Related entry: Viburnum prunifolium
The bark of Viburnum Opulus, Linné (Nat. Ord. Caprifoliaceae). A shrub of Northern United States and Canada.
Common Names: Cramp Bark, High Cranberry.
Principal Constituents.—A bitter, neutral principle, viburnin, and valeric acid.
Preparation.—Specific Medicine Viburnum. Dose, 5 to 60 drops.
Specific Indications.—Cramps; spasmodic uterine pain; pain in thighs and back; bearing-down, expulsive pain; neuralgic or spasmodic dysmenorrhea.

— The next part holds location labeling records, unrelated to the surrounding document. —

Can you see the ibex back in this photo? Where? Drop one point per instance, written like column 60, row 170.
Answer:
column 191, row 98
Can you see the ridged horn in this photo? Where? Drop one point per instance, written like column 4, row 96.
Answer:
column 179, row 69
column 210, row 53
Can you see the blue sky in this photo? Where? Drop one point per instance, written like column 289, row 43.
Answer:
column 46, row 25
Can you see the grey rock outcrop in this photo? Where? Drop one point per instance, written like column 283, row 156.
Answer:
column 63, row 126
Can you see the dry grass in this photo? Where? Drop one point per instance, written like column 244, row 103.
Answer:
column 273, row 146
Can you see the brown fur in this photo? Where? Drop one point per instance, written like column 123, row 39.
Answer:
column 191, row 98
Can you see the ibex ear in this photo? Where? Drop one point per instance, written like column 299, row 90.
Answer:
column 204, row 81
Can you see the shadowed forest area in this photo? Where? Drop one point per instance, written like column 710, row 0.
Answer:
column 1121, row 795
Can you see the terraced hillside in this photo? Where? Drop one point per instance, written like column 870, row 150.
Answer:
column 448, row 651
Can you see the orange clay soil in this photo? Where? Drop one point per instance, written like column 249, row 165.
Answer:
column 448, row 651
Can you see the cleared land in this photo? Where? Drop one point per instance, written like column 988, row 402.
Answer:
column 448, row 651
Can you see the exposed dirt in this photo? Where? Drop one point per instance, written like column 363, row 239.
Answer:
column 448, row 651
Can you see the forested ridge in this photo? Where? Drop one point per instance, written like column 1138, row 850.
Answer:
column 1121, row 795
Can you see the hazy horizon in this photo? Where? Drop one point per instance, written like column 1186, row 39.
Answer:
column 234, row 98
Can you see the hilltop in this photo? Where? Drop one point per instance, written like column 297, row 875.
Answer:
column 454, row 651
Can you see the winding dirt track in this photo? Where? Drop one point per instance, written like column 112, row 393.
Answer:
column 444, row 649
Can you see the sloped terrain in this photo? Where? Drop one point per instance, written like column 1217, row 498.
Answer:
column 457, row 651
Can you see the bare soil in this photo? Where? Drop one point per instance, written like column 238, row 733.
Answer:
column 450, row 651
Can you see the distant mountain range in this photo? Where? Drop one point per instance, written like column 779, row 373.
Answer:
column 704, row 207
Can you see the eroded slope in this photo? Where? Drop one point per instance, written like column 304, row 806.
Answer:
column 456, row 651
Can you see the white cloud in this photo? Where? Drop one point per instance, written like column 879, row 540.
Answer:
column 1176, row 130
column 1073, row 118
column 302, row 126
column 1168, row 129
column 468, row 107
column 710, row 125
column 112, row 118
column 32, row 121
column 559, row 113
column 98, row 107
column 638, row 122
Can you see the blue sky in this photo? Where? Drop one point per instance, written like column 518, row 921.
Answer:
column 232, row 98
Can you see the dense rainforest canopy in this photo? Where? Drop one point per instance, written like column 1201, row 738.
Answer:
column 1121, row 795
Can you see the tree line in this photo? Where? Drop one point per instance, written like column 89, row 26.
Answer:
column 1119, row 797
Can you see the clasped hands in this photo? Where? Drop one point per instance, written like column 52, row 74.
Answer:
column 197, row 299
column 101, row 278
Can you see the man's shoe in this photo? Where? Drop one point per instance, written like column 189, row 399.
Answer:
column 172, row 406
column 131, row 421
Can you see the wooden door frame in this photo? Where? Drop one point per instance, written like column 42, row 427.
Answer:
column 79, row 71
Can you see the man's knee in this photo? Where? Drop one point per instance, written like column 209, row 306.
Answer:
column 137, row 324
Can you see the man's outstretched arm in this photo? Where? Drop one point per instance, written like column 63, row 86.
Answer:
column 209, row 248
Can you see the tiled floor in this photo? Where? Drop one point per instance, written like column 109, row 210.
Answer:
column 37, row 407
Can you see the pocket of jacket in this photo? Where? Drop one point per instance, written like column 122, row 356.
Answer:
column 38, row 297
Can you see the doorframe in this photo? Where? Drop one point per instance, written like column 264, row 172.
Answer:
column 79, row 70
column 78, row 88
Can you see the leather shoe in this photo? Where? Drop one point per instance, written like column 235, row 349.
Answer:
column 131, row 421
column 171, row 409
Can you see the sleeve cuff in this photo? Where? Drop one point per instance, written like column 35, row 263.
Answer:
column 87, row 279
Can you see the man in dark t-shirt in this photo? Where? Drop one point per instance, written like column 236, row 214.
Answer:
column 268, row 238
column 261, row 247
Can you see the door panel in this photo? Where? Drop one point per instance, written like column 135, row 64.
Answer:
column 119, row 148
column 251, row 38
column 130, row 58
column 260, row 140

Action and Therapy.—Like black haw, this species of Viburnum is a uterine sedative and tonic and may be used where there is a predisposition to abortion, or as a partus praeparator. It is believed to have stronger antispasmodic properties than the black haw, and the special indication is cramps or cramp-like contraction of the hollow viscera, as well as of the voluntary musculature. It allays uterine irritation with a tendency to excite hysteria, and for spasmodic dysmenorrhea it is highly regarded by competent practitioners. Briefly, the therapeutic scope of the drug covers cramps, especially of the calf of the leg, spasmodic uterine pain, bearing-down or expulsive pain, difficult, spasmodic or neuralgic dysmenorrhea, spasmodic contraction of the bladder, hysteria, and some mild forms of convulsions.